Alternatively, if last week’s low is exceeded the index will be falling into a support zone all the way down to the 3,197 support area from May and therefore downside momentum should be muted.
Once last week’s high is exceeded the index will be targeting the two-week high around 3,395, followed by the underside of the head and shoulders top which starts around 3,430 and initially goes up to the six-week high at 3,556.
Abu Dhabi
The Abu Dhabi Securities Exchange General Index (ADI) fell 52.74 or 1.21 per cent last week to close at 4,294.46. Market breadth leant on the bearish side with 19 declining issues and 12 advancing, while volume reached a two-week high but was still at the second lowest level of the past nine weeks.
Support for the week was found at 4,216.93, right at the 200-week exponential moving average (ema).
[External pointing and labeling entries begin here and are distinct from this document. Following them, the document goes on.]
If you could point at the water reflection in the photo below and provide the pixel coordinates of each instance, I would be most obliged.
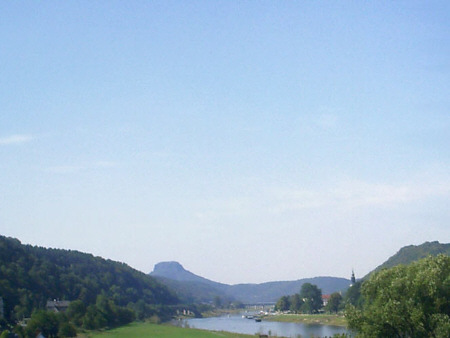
(237, 324)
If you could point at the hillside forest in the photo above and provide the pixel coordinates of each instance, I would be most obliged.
(406, 300)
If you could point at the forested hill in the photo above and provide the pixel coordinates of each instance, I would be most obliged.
(412, 253)
(30, 275)
(193, 288)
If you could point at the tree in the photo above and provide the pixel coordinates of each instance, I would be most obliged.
(312, 298)
(295, 303)
(405, 301)
(45, 322)
(282, 304)
(334, 302)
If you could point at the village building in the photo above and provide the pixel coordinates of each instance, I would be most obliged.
(57, 305)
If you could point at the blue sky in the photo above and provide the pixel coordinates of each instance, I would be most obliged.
(250, 141)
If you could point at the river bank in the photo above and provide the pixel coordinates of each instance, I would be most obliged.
(319, 319)
(145, 329)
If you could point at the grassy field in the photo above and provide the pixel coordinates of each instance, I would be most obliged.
(156, 331)
(324, 319)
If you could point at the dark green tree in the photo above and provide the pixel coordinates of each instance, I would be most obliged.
(295, 303)
(312, 298)
(405, 301)
(283, 304)
(353, 295)
(44, 322)
(334, 302)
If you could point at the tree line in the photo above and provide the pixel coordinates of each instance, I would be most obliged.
(104, 293)
(403, 301)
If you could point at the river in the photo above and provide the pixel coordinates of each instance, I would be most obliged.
(237, 324)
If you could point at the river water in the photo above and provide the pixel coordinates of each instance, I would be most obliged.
(237, 324)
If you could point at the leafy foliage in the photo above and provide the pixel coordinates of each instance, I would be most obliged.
(334, 303)
(29, 276)
(412, 253)
(405, 301)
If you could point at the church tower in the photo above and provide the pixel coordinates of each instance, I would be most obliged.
(353, 279)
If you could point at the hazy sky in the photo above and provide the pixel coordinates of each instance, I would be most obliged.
(251, 141)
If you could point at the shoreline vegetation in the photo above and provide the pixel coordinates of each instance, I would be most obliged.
(146, 329)
(318, 319)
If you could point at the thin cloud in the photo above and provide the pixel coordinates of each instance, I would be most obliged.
(70, 169)
(15, 139)
(359, 194)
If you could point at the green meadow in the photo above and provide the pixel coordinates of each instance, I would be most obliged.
(156, 331)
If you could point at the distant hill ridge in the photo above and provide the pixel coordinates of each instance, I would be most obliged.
(192, 287)
(37, 274)
(411, 253)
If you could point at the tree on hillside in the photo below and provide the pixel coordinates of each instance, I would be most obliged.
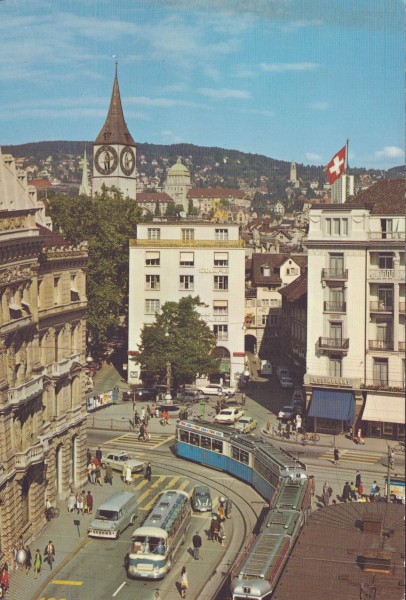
(106, 222)
(181, 337)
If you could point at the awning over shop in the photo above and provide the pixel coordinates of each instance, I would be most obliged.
(331, 404)
(386, 409)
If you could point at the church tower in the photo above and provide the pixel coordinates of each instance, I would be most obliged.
(114, 151)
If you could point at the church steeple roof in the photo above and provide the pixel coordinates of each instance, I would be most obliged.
(115, 130)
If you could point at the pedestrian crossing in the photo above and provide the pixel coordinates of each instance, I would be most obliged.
(355, 456)
(130, 442)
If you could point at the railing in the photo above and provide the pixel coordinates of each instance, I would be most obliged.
(34, 454)
(377, 306)
(380, 344)
(334, 274)
(26, 390)
(335, 307)
(334, 343)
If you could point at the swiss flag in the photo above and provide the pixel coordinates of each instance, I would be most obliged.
(336, 166)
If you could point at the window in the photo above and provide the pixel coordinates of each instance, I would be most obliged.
(221, 282)
(380, 371)
(187, 259)
(385, 261)
(186, 282)
(221, 332)
(152, 259)
(188, 234)
(152, 282)
(151, 306)
(335, 365)
(154, 234)
(220, 307)
(221, 259)
(221, 234)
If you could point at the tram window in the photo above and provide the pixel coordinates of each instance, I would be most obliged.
(184, 436)
(205, 442)
(194, 439)
(217, 446)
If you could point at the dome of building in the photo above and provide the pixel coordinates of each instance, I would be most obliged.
(179, 169)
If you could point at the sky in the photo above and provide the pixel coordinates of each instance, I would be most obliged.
(290, 79)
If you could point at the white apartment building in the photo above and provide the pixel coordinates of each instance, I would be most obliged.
(356, 313)
(171, 260)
At that point that ADI had corrected 8.8 per cent off the most recent peak of 4,621.50 from 12 weeks ago, and was down 3.0 per cent for the week. Since December 2014 the index has bounced off support of its 200-week ema three times and each of those times a significant advance ensued. That may not happen this time but it looks like there’s a good chance that at least last week’s low will hold for now.
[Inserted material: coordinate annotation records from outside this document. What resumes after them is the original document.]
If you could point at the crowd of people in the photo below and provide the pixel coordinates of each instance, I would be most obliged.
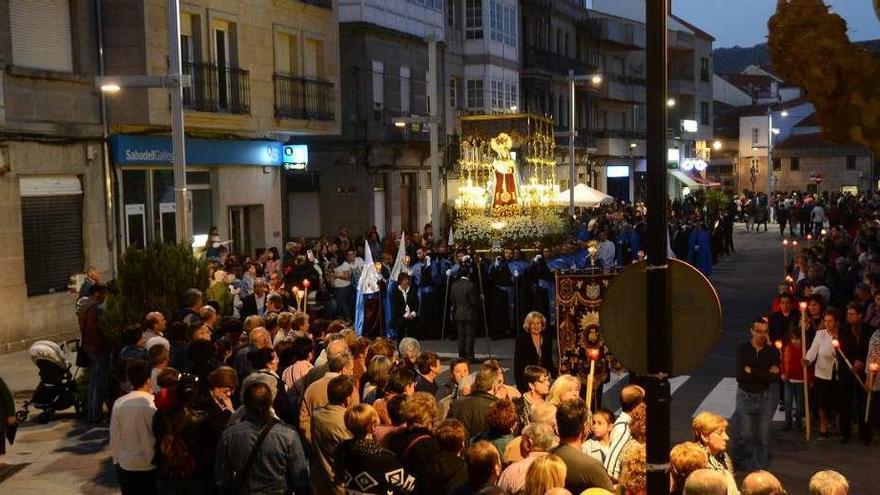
(277, 405)
(247, 389)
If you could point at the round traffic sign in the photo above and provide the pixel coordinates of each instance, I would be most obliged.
(695, 317)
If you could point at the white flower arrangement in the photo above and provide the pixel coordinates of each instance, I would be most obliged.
(511, 231)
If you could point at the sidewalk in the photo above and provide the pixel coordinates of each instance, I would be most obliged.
(59, 458)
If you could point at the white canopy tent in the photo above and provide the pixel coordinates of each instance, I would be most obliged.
(584, 195)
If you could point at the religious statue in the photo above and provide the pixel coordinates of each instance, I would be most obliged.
(504, 181)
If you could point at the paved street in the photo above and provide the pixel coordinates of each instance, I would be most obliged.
(63, 457)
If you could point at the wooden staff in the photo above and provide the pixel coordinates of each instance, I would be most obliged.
(298, 296)
(873, 368)
(785, 258)
(836, 344)
(803, 307)
(593, 354)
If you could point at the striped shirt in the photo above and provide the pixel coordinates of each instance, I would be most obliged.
(619, 437)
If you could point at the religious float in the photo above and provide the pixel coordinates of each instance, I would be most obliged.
(508, 191)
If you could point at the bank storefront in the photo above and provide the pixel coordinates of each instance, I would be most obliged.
(233, 185)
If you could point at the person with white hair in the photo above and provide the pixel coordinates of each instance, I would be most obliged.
(409, 350)
(828, 482)
(538, 439)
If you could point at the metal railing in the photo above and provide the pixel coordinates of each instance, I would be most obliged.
(217, 88)
(304, 98)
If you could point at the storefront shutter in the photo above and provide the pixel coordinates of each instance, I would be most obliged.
(51, 224)
(41, 34)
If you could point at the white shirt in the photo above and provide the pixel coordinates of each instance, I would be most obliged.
(606, 253)
(822, 353)
(132, 443)
(619, 437)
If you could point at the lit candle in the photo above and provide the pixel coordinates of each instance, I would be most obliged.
(306, 285)
(593, 354)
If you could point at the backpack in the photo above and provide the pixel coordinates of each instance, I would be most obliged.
(175, 460)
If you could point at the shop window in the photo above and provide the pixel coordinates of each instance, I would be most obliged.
(51, 224)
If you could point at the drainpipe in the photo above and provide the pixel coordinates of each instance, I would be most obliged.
(109, 173)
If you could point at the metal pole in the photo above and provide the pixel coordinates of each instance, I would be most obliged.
(178, 146)
(769, 154)
(571, 133)
(434, 137)
(657, 331)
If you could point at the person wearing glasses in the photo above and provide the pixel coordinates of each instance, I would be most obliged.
(757, 367)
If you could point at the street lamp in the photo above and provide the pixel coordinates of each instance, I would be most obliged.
(595, 79)
(175, 83)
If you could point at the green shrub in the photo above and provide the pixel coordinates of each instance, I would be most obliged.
(151, 279)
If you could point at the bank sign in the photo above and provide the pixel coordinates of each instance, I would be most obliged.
(156, 150)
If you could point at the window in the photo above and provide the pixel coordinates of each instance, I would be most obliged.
(475, 93)
(473, 22)
(404, 91)
(286, 53)
(452, 96)
(378, 84)
(496, 15)
(41, 35)
(313, 58)
(51, 225)
(510, 25)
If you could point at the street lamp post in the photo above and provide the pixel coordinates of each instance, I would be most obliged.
(178, 141)
(596, 79)
(174, 81)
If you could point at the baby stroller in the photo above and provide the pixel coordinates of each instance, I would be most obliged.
(57, 388)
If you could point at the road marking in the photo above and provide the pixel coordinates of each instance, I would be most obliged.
(721, 400)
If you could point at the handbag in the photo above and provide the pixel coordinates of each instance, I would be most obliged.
(241, 476)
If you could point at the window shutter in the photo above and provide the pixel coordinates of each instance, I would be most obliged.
(51, 222)
(41, 34)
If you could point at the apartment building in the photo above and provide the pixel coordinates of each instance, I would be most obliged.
(52, 170)
(606, 38)
(264, 76)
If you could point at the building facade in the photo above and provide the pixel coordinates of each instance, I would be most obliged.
(262, 74)
(52, 170)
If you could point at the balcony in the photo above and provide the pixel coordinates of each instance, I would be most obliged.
(325, 4)
(545, 60)
(681, 81)
(304, 98)
(618, 34)
(217, 89)
(679, 40)
(617, 87)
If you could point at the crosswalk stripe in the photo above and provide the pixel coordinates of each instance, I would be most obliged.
(721, 400)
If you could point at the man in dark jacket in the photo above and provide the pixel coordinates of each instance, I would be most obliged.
(471, 410)
(404, 307)
(464, 299)
(255, 304)
(280, 465)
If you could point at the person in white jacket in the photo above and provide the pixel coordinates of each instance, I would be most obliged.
(823, 354)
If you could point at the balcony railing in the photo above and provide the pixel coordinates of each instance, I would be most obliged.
(304, 98)
(217, 88)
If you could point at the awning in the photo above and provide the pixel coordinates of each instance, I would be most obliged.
(706, 182)
(684, 178)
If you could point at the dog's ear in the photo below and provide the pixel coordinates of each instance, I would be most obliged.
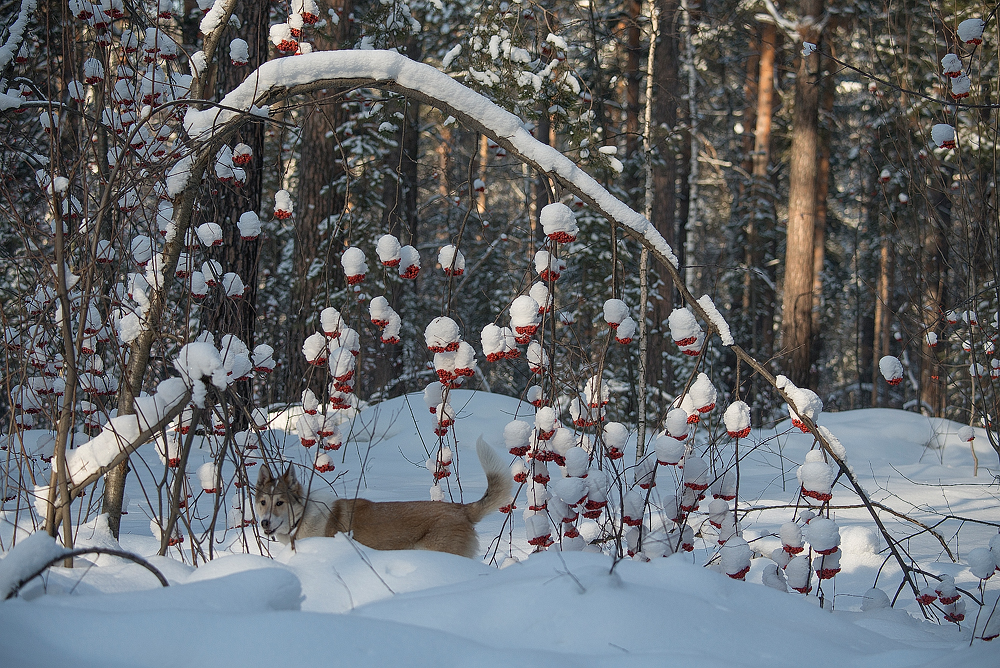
(264, 477)
(290, 482)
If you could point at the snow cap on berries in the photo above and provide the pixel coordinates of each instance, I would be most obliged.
(388, 250)
(625, 331)
(951, 65)
(669, 451)
(797, 573)
(684, 328)
(314, 348)
(452, 260)
(493, 342)
(735, 555)
(379, 310)
(465, 360)
(538, 359)
(823, 535)
(409, 263)
(233, 285)
(960, 87)
(827, 565)
(540, 293)
(517, 436)
(577, 462)
(281, 37)
(442, 334)
(433, 395)
(524, 315)
(249, 225)
(703, 394)
(677, 423)
(816, 476)
(548, 266)
(331, 321)
(545, 420)
(355, 265)
(892, 369)
(615, 311)
(282, 205)
(943, 135)
(559, 223)
(210, 234)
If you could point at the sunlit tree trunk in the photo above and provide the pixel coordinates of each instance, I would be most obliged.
(797, 298)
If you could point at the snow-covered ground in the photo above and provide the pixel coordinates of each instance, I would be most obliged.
(335, 602)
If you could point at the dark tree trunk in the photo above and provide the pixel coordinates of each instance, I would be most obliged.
(797, 299)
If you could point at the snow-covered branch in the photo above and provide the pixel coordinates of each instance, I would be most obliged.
(285, 77)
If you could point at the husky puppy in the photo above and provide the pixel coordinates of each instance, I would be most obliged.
(285, 513)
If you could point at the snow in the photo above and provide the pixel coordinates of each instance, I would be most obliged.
(388, 250)
(558, 218)
(451, 259)
(805, 402)
(524, 312)
(943, 135)
(703, 394)
(24, 559)
(683, 325)
(15, 33)
(891, 369)
(615, 310)
(970, 31)
(250, 225)
(239, 51)
(718, 322)
(427, 80)
(441, 333)
(353, 261)
(737, 417)
(332, 600)
(214, 17)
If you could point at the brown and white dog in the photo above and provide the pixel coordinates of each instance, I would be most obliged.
(285, 513)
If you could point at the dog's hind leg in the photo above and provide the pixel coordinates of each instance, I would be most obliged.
(460, 539)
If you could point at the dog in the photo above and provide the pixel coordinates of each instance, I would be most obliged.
(286, 513)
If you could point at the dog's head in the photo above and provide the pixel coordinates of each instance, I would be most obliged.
(280, 502)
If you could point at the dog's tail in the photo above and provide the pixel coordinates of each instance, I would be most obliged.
(498, 482)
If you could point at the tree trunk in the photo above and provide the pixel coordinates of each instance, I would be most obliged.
(633, 80)
(819, 240)
(224, 207)
(665, 101)
(797, 300)
(319, 205)
(883, 313)
(934, 248)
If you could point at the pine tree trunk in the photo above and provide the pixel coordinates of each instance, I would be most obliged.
(819, 241)
(665, 102)
(318, 208)
(797, 299)
(883, 314)
(934, 249)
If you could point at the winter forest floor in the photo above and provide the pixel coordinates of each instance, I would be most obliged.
(333, 602)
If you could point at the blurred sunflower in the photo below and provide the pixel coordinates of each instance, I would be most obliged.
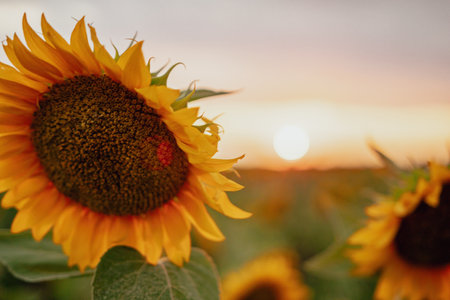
(270, 277)
(409, 241)
(96, 149)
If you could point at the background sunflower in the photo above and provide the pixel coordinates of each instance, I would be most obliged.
(408, 240)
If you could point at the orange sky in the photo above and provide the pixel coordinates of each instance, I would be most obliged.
(344, 72)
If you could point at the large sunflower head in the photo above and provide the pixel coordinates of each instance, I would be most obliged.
(270, 277)
(408, 239)
(96, 149)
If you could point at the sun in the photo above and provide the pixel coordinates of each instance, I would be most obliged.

Therefore, short-term declines will likely be met with buying pressure as more investors agree that the eleven-week drop off the twelve-week high has come to an end. Last week’s high of 4,347.62 is the first resistance area to contend with on the way up. Once exceeded to the upside the ADI heads to the prior week’s high of 4,393.53. After that there is potential resistance around 4,433 to 4,443, consisting of the 55-week ema and the bottom of the previous consolidation wedge that had been forming before the breakdown several weeks ago, respectively.
Regardless, the ADI will be heading up into a good amount of overhead resistance reflecting downward pressure. This will be true until it can close above 4,518 on a daily basis. That would be the first sign that the ADI is improving for the intermediate-term and thereafter has a chance to test 2016 highs.
Stocks to watch
So far the top performing stock for the year in the UAE is Takaful House. It’s up 141.13 per cent year-to-date and 90.7 per cent over the past 12 months. Last week the stock closed flat at 1.02.
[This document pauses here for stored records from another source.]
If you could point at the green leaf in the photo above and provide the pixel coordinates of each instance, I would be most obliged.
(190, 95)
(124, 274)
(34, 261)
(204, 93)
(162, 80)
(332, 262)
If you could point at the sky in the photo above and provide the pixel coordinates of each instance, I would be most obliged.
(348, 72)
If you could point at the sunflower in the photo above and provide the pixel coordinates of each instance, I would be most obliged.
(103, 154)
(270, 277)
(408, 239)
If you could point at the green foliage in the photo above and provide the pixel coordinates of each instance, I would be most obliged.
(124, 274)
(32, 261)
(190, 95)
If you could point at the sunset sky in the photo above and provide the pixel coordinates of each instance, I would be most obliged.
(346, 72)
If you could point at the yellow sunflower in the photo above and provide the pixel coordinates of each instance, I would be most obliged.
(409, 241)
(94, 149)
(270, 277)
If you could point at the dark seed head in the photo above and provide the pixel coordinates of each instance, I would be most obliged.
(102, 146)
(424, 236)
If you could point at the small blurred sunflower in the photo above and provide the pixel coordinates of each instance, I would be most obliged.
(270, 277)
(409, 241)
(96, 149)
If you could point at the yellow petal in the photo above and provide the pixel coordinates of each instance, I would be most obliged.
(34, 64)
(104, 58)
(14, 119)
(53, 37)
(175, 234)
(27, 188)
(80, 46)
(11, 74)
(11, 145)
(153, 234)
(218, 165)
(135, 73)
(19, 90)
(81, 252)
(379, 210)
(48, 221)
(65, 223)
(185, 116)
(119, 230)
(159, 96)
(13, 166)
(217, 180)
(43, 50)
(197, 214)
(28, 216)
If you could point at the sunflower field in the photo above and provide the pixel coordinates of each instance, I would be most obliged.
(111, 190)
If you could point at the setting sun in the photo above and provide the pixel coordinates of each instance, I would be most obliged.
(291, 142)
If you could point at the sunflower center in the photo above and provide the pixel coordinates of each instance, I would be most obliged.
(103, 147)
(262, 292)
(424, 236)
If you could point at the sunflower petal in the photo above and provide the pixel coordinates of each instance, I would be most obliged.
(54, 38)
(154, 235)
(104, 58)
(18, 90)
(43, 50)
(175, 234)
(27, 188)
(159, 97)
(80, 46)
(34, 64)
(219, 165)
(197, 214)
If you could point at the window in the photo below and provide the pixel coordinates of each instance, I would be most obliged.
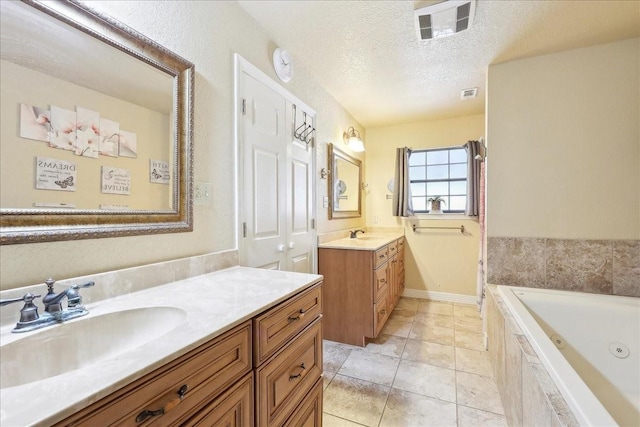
(439, 172)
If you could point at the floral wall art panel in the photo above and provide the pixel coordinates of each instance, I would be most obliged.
(87, 132)
(159, 172)
(128, 144)
(63, 128)
(109, 137)
(116, 180)
(35, 123)
(54, 174)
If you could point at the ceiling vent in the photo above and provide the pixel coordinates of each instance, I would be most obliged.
(444, 18)
(469, 93)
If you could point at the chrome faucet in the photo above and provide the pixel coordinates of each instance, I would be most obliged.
(54, 313)
(354, 233)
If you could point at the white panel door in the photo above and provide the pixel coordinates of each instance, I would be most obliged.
(299, 188)
(264, 158)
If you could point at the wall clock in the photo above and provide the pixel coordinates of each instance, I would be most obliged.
(283, 64)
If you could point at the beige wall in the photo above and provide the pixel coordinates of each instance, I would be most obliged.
(563, 136)
(208, 34)
(436, 260)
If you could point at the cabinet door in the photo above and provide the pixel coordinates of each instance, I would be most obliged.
(380, 281)
(234, 408)
(380, 314)
(284, 380)
(309, 413)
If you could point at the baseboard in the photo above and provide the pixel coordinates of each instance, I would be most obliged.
(439, 296)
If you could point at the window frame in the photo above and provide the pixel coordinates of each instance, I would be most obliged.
(449, 180)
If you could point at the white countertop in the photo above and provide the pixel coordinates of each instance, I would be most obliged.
(364, 242)
(214, 303)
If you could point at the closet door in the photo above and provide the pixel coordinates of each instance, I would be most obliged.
(299, 195)
(264, 157)
(276, 189)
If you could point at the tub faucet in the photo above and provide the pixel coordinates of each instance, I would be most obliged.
(354, 233)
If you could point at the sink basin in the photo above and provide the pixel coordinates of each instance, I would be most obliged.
(69, 346)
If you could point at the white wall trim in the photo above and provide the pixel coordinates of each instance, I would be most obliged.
(439, 296)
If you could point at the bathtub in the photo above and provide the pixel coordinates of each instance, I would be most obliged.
(590, 346)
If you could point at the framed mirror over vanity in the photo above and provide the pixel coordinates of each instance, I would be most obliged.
(96, 135)
(345, 185)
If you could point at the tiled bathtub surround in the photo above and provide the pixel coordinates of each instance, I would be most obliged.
(528, 393)
(595, 266)
(118, 282)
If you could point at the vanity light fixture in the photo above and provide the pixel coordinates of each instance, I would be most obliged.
(352, 139)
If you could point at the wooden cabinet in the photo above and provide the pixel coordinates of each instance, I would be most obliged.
(289, 338)
(262, 372)
(360, 289)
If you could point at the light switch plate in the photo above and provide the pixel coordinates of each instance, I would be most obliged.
(202, 193)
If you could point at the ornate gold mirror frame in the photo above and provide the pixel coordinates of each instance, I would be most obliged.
(28, 225)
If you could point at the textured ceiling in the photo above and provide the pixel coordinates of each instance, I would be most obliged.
(366, 54)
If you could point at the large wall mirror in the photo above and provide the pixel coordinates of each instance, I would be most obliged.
(96, 127)
(345, 185)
in mid-June Takaful really began to out perform as it broke out of a three and a half month base and gained as much as 138.8 per cent in about five weeks before hitting resistance at 1.17. That 2016 high in late-July has led to an 11-week retracement and consolidation phase which has evolved into a bullish pennant pattern. This is a classic trend continuation pattern which takes the form of a relatively small symmetrical triangle following a rapid rise.
At this point a rally and subsequent daily close above 1.09 would signal a bullish breakout but it would be healthier for the consolidation to continue to evolve for another two to five weeks before price breaks out. Given the prior sharp rally the more likely direction out of the consolidation is up and it should occur with some force. The minimum target derived from the triangle is 1.294, once a breakout occurs.
Alternatively, a drop below 0.952 gives a bearish signal and indicates that the pennant has failed.
Bruce Powers, CMT, is chief technical analyst at www.MarketsToday.net. He is based in Dubai.